3.2. Machining Process Capability Assessment with ZDM System for CARD1481 Machining Process

Production has begun following the installation of the ZDM system in the CARD1481 manufacturing section. After capturing with the help of the ZDM module on ESP 32, we process the captured data according to the developed logic. The entire machined batch of CARD 1481 bolts was analysed using Six Sigma process capability analysis with the help of Minitab 21. The capability of the manufacturing process would determine whether the machining operation is under control or not. The CARD 1481 machining operations were carried out to maintain three diameters (Dia1), two dimensions (Dim1 and Dim2), and two lengths (L1 and L2). Figure 8 illustrates the overall process capability visualization. In addition, the main response for the dimensions analysed was evaluated to obtain the Cpk and Ppk values.
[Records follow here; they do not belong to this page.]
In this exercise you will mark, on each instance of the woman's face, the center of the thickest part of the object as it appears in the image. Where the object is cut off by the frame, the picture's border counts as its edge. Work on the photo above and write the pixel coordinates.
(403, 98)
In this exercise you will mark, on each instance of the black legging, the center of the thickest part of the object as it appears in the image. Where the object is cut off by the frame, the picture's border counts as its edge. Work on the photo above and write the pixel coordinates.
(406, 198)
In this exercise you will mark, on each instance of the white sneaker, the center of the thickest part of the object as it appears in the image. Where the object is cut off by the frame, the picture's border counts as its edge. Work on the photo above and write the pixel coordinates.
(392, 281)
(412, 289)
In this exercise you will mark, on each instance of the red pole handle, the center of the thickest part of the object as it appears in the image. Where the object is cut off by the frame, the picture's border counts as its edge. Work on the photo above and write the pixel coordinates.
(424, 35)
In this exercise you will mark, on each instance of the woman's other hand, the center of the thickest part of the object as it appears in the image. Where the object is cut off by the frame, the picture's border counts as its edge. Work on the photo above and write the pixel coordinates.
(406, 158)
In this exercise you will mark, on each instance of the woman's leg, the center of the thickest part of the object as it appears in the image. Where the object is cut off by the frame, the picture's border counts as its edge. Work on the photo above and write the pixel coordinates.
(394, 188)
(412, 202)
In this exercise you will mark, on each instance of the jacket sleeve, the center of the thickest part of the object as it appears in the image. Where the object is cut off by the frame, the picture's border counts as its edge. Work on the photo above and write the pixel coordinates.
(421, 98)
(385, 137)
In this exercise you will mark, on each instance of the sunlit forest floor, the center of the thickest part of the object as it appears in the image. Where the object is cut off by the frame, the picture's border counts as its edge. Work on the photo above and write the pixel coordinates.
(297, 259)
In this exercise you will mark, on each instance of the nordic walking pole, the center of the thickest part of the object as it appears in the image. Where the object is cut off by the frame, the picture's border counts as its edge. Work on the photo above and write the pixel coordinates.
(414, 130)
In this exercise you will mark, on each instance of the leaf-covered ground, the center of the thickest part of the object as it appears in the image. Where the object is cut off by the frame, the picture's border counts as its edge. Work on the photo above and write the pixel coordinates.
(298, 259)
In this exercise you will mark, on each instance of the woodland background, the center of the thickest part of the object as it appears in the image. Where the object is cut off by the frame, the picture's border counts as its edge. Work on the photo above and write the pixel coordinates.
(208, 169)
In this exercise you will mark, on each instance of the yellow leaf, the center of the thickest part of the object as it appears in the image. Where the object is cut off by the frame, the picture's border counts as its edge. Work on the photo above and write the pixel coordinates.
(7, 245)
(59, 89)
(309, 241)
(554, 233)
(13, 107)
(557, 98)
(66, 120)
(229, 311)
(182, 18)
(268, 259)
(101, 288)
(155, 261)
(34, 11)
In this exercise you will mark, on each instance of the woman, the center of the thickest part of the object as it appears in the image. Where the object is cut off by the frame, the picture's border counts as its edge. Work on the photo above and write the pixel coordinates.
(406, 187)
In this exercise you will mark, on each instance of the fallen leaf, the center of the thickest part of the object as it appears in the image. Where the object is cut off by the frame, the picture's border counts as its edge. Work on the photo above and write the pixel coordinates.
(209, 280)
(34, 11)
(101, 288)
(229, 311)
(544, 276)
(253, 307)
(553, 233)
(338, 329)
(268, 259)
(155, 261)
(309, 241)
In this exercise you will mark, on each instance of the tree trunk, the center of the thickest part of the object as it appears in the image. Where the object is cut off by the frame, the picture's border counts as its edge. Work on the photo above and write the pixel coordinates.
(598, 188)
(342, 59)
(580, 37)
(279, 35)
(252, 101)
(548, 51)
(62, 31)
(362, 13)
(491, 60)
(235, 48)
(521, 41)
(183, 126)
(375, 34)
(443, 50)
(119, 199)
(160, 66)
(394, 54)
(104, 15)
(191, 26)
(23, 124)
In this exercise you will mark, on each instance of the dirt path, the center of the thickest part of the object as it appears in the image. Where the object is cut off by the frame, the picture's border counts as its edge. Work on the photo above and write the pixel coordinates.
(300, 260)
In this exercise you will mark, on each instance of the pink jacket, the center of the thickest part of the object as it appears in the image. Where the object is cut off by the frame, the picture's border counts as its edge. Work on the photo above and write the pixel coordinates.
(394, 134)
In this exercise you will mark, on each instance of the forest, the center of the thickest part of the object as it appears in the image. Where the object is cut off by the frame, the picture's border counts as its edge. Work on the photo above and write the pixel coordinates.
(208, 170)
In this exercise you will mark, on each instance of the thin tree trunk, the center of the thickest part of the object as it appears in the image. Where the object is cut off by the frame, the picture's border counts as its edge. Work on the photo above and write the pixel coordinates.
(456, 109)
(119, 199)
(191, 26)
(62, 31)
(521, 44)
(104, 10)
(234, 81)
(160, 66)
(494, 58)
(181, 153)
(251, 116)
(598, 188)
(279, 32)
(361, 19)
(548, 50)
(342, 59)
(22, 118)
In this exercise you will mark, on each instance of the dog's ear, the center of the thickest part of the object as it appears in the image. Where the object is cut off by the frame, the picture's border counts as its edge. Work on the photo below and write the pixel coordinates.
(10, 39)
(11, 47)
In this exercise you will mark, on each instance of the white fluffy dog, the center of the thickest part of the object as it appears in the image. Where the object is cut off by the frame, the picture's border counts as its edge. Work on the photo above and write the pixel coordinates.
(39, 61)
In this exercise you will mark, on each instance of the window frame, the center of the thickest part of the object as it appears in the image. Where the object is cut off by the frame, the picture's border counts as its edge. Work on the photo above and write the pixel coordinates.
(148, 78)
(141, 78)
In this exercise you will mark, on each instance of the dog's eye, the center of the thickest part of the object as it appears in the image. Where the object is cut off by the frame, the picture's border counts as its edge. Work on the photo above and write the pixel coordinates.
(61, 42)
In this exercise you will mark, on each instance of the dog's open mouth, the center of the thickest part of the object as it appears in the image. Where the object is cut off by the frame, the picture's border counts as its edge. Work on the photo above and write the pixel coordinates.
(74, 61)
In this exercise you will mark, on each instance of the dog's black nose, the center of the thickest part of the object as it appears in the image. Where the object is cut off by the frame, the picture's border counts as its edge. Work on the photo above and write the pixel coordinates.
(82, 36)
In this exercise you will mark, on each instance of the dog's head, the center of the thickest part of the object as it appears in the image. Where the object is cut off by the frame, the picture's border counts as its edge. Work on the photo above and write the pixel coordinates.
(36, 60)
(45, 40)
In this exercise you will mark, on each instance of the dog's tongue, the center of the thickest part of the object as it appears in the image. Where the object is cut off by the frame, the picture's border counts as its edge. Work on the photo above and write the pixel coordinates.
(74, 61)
The Cpk and Ppk values were calculated and found to be 1.706 and 1.732, respectively. The calculated results were compared with the Six Sigma and the manufacturing operation was determined to be operating at the 5.10 sigma level. Moreover, the defect per million opportunities (DPMO) value in the current machining operation range is 233, which will be acceptable for machine fitting purposes.

3.3. Traditional QM and ZDM Comparison

Traditional QM and ZDM were compared using Six Sigma quality measures, such as Pp, Cp, Ppk, and Cpk. The ZDM system autonomously maintains the machining process parameters with the help of the LVDT setup. A closed-loop system was attached on the CARD1481 manufacturing section’s machine tool. Table 3 shows the overall manufacturing capacity and comparison. The parameters D1 and L1 represent the traditional quality management and ZDM systems, respectively. The AIAG standards did not accept the performance and capability of the traditional QM system. Furthermore, the machining process’s QM techniques were found to be within 0.75 sigma. The ZDM has significantly increased machining capability, approaching 5.10 sigma. Furthermore, for the selected parameters, the PPM rate was significantly lower. This shows that the rate of parts being rejected has also dropped significantly, which means that the manufacturing industry has saved a lot of money.
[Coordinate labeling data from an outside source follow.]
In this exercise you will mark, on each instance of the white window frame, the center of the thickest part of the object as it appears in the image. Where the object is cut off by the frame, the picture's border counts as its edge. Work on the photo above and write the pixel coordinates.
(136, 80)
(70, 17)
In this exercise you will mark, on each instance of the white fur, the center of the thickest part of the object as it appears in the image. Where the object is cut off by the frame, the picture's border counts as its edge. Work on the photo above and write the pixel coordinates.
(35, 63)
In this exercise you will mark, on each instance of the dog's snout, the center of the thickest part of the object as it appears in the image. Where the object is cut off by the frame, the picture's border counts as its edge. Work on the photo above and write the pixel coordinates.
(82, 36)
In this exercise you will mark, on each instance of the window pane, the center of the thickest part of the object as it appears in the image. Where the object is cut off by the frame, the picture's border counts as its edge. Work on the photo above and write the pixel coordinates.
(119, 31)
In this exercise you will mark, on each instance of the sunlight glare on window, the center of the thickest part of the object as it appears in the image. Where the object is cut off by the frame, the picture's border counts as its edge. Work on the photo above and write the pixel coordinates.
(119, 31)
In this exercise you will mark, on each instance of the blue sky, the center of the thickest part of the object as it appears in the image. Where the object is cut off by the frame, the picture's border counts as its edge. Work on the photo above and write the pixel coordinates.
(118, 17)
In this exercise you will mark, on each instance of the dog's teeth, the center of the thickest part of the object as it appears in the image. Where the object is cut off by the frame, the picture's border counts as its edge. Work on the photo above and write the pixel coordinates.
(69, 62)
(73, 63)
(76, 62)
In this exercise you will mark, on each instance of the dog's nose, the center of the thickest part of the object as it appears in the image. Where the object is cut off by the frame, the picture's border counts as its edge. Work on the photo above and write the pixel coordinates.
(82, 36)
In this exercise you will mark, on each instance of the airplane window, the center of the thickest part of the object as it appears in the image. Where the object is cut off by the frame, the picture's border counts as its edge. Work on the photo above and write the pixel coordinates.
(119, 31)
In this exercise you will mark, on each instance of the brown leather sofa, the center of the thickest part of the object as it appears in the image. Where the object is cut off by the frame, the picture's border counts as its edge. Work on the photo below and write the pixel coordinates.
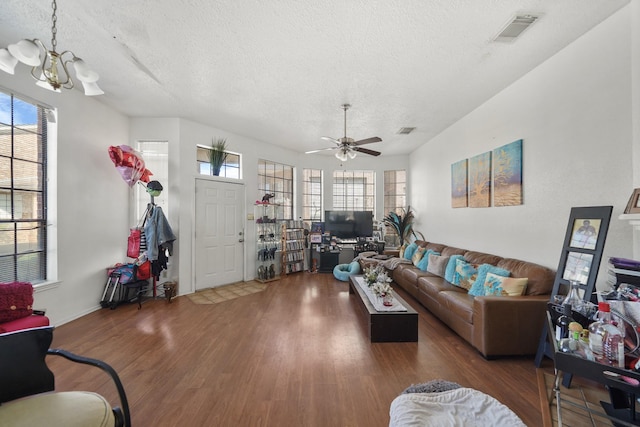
(494, 325)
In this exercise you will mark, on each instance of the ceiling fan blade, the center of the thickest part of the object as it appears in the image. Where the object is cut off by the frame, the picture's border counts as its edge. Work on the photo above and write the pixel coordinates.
(367, 141)
(366, 151)
(327, 138)
(322, 149)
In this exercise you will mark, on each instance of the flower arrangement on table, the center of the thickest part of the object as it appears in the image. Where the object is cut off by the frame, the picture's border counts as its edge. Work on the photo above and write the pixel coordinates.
(371, 274)
(381, 289)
3.4. General PPM Comparison of Traditional QM and ZDM

The ZDM stores entire measured values of CARD1481 in the cloud for analysing the PPM rate. The LVDT setup, which is installed on the machining center, is connected to the ZDM system for capturing the machining dimensions. The captured dimensional values were analysed in Minitab21. The general PPM in traditional QM and ZDM is depicted in Figure 9. The results reveal an important reduction in PPM rates after the implementation of the ZDM, indicating cost savings for the manufacturing of CARD1481. The PPM was improved by 98.60% in the ZDM.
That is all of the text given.